Great post. I wonder how many companies realize the waste associated with their corporate plans for health club membership?

Another way to maybe both encourage attendance - and cut costs - put a set amount of dollars on a debit/gift card for a specific gym equal to the suggested number of times a person should go to the gym - and any amount left at the end of the month expires. Then provide updates to the card holder showing their number of visits and amount of money left. This should encourage participation. Once the employee gets past a certain point in their fitness regime - typically a month or two - when they show they are attending at the point where it makes financial sense, they can be moved to an annual membership.

The money that expires each month could be used as you suggested - for further incentives and wellness activities - or dropped to the bottom line for reduction in overall health care spending.

I'm sure some mathematician could come up with a model based on probabilities that would show the business case for this.
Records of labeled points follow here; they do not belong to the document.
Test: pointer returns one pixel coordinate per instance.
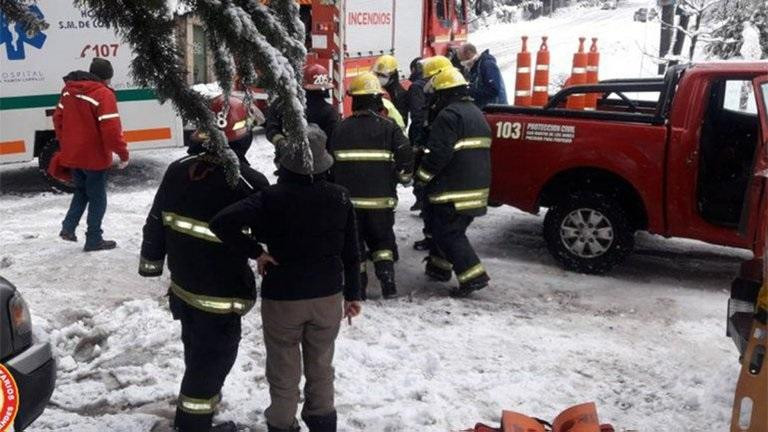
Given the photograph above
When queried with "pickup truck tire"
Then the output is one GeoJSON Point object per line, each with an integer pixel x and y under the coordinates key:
{"type": "Point", "coordinates": [44, 159]}
{"type": "Point", "coordinates": [588, 232]}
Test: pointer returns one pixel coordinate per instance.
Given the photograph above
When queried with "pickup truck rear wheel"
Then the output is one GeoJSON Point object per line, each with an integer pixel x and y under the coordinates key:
{"type": "Point", "coordinates": [588, 232]}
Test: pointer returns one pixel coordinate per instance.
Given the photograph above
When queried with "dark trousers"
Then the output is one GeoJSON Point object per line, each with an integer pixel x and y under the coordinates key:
{"type": "Point", "coordinates": [210, 349]}
{"type": "Point", "coordinates": [375, 229]}
{"type": "Point", "coordinates": [91, 192]}
{"type": "Point", "coordinates": [450, 247]}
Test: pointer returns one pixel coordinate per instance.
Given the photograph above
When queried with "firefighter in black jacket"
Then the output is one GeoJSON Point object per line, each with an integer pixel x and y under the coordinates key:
{"type": "Point", "coordinates": [372, 155]}
{"type": "Point", "coordinates": [456, 172]}
{"type": "Point", "coordinates": [211, 286]}
{"type": "Point", "coordinates": [317, 82]}
{"type": "Point", "coordinates": [311, 269]}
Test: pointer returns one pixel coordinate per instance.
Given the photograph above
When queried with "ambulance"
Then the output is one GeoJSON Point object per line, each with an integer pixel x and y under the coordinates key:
{"type": "Point", "coordinates": [31, 71]}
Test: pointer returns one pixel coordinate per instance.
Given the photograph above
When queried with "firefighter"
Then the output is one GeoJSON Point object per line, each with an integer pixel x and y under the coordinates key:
{"type": "Point", "coordinates": [317, 83]}
{"type": "Point", "coordinates": [430, 67]}
{"type": "Point", "coordinates": [385, 69]}
{"type": "Point", "coordinates": [310, 276]}
{"type": "Point", "coordinates": [456, 174]}
{"type": "Point", "coordinates": [212, 287]}
{"type": "Point", "coordinates": [372, 155]}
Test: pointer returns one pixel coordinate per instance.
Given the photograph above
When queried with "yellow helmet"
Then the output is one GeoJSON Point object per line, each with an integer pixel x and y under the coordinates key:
{"type": "Point", "coordinates": [364, 84]}
{"type": "Point", "coordinates": [448, 78]}
{"type": "Point", "coordinates": [385, 65]}
{"type": "Point", "coordinates": [433, 65]}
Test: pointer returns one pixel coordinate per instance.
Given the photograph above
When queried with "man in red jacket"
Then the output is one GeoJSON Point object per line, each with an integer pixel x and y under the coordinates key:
{"type": "Point", "coordinates": [89, 130]}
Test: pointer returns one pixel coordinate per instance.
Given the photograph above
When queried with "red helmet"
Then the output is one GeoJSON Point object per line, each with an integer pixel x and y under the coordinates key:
{"type": "Point", "coordinates": [316, 78]}
{"type": "Point", "coordinates": [234, 123]}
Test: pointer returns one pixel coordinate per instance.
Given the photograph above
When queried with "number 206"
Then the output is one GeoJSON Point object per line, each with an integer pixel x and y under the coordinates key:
{"type": "Point", "coordinates": [508, 130]}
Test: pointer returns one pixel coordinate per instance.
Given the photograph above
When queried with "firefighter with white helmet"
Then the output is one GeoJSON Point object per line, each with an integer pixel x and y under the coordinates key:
{"type": "Point", "coordinates": [212, 287]}
{"type": "Point", "coordinates": [386, 70]}
{"type": "Point", "coordinates": [372, 156]}
{"type": "Point", "coordinates": [455, 173]}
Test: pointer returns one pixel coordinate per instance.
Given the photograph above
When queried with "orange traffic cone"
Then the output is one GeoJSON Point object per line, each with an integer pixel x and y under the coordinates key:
{"type": "Point", "coordinates": [523, 82]}
{"type": "Point", "coordinates": [578, 76]}
{"type": "Point", "coordinates": [541, 78]}
{"type": "Point", "coordinates": [749, 412]}
{"type": "Point", "coordinates": [593, 69]}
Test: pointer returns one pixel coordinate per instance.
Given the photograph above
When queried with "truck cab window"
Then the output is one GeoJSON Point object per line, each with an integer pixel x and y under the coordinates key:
{"type": "Point", "coordinates": [460, 11]}
{"type": "Point", "coordinates": [729, 135]}
{"type": "Point", "coordinates": [440, 10]}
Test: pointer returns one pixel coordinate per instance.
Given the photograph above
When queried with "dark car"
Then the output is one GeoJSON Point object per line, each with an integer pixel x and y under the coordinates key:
{"type": "Point", "coordinates": [31, 364]}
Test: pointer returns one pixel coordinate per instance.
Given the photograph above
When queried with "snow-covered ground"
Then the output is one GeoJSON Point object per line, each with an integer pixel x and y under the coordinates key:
{"type": "Point", "coordinates": [647, 342]}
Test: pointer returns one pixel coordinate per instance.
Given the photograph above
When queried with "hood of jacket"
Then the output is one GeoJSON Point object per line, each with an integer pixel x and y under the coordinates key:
{"type": "Point", "coordinates": [82, 82]}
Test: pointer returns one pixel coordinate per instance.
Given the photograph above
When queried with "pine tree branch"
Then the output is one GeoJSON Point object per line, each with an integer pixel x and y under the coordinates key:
{"type": "Point", "coordinates": [148, 26]}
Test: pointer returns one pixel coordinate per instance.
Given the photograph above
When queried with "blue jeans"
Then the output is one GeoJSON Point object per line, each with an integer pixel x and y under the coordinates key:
{"type": "Point", "coordinates": [90, 191]}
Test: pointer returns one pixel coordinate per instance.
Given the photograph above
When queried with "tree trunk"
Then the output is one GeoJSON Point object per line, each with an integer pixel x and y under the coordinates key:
{"type": "Point", "coordinates": [665, 41]}
{"type": "Point", "coordinates": [680, 36]}
{"type": "Point", "coordinates": [695, 37]}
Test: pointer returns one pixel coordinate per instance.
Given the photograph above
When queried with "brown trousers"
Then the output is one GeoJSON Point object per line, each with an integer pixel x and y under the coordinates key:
{"type": "Point", "coordinates": [294, 330]}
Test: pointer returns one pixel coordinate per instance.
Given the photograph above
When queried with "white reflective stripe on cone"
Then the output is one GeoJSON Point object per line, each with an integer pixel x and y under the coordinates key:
{"type": "Point", "coordinates": [108, 116]}
{"type": "Point", "coordinates": [88, 99]}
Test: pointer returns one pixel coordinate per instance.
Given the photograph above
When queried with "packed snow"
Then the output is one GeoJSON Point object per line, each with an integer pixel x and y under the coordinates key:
{"type": "Point", "coordinates": [646, 343]}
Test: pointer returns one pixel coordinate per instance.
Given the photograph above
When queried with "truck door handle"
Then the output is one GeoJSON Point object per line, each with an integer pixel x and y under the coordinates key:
{"type": "Point", "coordinates": [692, 158]}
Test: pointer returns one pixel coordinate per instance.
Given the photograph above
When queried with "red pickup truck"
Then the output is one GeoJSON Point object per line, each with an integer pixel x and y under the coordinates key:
{"type": "Point", "coordinates": [682, 155]}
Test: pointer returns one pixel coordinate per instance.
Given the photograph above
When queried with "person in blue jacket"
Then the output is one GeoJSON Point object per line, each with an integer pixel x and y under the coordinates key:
{"type": "Point", "coordinates": [486, 85]}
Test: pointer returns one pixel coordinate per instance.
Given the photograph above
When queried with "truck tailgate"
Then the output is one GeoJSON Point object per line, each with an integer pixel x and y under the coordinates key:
{"type": "Point", "coordinates": [530, 150]}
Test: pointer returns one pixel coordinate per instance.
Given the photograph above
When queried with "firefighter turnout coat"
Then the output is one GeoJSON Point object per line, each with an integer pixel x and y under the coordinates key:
{"type": "Point", "coordinates": [457, 166]}
{"type": "Point", "coordinates": [205, 274]}
{"type": "Point", "coordinates": [372, 155]}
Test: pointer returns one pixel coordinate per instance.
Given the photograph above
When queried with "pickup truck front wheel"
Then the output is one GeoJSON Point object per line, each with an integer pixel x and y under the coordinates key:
{"type": "Point", "coordinates": [588, 232]}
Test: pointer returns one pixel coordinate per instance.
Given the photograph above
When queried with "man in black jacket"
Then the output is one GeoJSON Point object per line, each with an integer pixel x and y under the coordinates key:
{"type": "Point", "coordinates": [456, 173]}
{"type": "Point", "coordinates": [308, 225]}
{"type": "Point", "coordinates": [372, 156]}
{"type": "Point", "coordinates": [317, 82]}
{"type": "Point", "coordinates": [211, 286]}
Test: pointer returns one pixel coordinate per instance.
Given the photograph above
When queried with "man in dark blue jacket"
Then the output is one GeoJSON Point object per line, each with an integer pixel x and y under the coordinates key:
{"type": "Point", "coordinates": [486, 85]}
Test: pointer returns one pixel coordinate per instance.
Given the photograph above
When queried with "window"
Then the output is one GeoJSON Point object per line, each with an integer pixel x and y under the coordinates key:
{"type": "Point", "coordinates": [199, 56]}
{"type": "Point", "coordinates": [440, 10]}
{"type": "Point", "coordinates": [460, 11]}
{"type": "Point", "coordinates": [739, 96]}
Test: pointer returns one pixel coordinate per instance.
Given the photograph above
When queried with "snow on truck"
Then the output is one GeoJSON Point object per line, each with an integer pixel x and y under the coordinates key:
{"type": "Point", "coordinates": [684, 155]}
{"type": "Point", "coordinates": [31, 71]}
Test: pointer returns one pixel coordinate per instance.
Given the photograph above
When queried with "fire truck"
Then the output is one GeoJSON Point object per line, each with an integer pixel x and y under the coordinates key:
{"type": "Point", "coordinates": [346, 36]}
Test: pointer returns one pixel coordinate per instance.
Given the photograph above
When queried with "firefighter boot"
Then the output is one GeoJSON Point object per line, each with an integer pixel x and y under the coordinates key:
{"type": "Point", "coordinates": [385, 272]}
{"type": "Point", "coordinates": [364, 285]}
{"type": "Point", "coordinates": [68, 236]}
{"type": "Point", "coordinates": [294, 428]}
{"type": "Point", "coordinates": [438, 269]}
{"type": "Point", "coordinates": [224, 427]}
{"type": "Point", "coordinates": [467, 288]}
{"type": "Point", "coordinates": [326, 423]}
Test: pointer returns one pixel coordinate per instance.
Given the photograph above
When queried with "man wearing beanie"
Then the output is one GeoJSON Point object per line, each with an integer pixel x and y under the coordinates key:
{"type": "Point", "coordinates": [311, 280]}
{"type": "Point", "coordinates": [89, 131]}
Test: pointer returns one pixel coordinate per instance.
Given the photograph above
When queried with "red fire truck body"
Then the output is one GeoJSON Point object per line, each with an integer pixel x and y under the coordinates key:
{"type": "Point", "coordinates": [346, 36]}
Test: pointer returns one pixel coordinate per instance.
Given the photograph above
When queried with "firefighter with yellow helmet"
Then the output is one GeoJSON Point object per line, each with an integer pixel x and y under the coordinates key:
{"type": "Point", "coordinates": [430, 67]}
{"type": "Point", "coordinates": [456, 174]}
{"type": "Point", "coordinates": [386, 70]}
{"type": "Point", "coordinates": [372, 156]}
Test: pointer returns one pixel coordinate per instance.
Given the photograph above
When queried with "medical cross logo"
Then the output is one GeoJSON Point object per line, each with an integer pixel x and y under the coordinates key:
{"type": "Point", "coordinates": [15, 38]}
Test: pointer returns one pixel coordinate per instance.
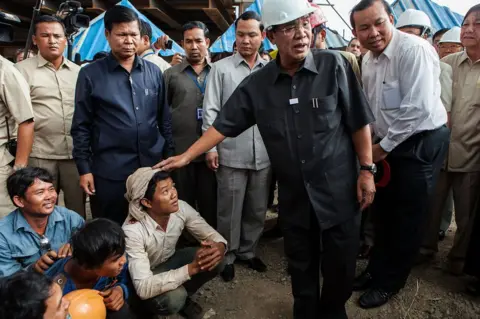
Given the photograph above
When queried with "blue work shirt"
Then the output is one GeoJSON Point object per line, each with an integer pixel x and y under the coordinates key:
{"type": "Point", "coordinates": [102, 284]}
{"type": "Point", "coordinates": [20, 244]}
{"type": "Point", "coordinates": [121, 120]}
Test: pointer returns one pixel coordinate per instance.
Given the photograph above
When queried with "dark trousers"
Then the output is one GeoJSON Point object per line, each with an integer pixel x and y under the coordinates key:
{"type": "Point", "coordinates": [124, 313]}
{"type": "Point", "coordinates": [197, 185]}
{"type": "Point", "coordinates": [109, 200]}
{"type": "Point", "coordinates": [333, 251]}
{"type": "Point", "coordinates": [401, 208]}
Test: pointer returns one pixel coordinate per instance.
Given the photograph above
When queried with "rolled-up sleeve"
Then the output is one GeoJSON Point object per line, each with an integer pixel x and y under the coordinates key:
{"type": "Point", "coordinates": [237, 115]}
{"type": "Point", "coordinates": [82, 123]}
{"type": "Point", "coordinates": [149, 285]}
{"type": "Point", "coordinates": [212, 102]}
{"type": "Point", "coordinates": [417, 88]}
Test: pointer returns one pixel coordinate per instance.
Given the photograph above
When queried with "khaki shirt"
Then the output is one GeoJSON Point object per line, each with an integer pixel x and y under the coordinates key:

Great idea! I believe the better you can measure the better the results. My one rebuttal would be: just because someone visits the gym DOES NOT mean they are getting the right kind of exercise or information. Many trainers who give nutritional advice, for example, are peddling quackery - unnecessary supplements, or, diet plans that are too restrictive to be sustained (i.e. that involve shaving off 500 - nearly a third to a quarter) of someone's daily caloric intake.

Even if someone visits the gym and manages to avoid the shiesty products, how do we know that each visit isn't just to hit the tanning booth or lounge in the sauna? I know people who use their gym membership solely for those purposes.

Still I like your idea :)


Perhaps a more cost effective and efficient solution to the gym dilemma might be in offering the reimbursement incentive! have the employee pay for their own membership and if they keep the membership for more than three consecutive months give them an amount equal to 50% or cap it at a dollar amount. This way the owness is on the member/employee to pay out of pocket first and what's the point of doing that if you're not going to use it- a 50% reimbursement is hardly worth the effort to be dishonest about frequency and usage- but if one does really use the membership it's a terrific incentive and a nice intrinsict reward from the employer. Additionally, I think it will be a whole lot cheaper than 1) building a fitness center on site hoping everyone will use it- doubt it- unless a company institutes mandatory Phys Ed programs LOL. and 2)hiring a mathmetician to perform statistical analysis and create metrics for who? what? sounds too tedious to me- and if a company has that kind of money to burn- there's no need to squabble about the waste of money on the usage of gym memberships.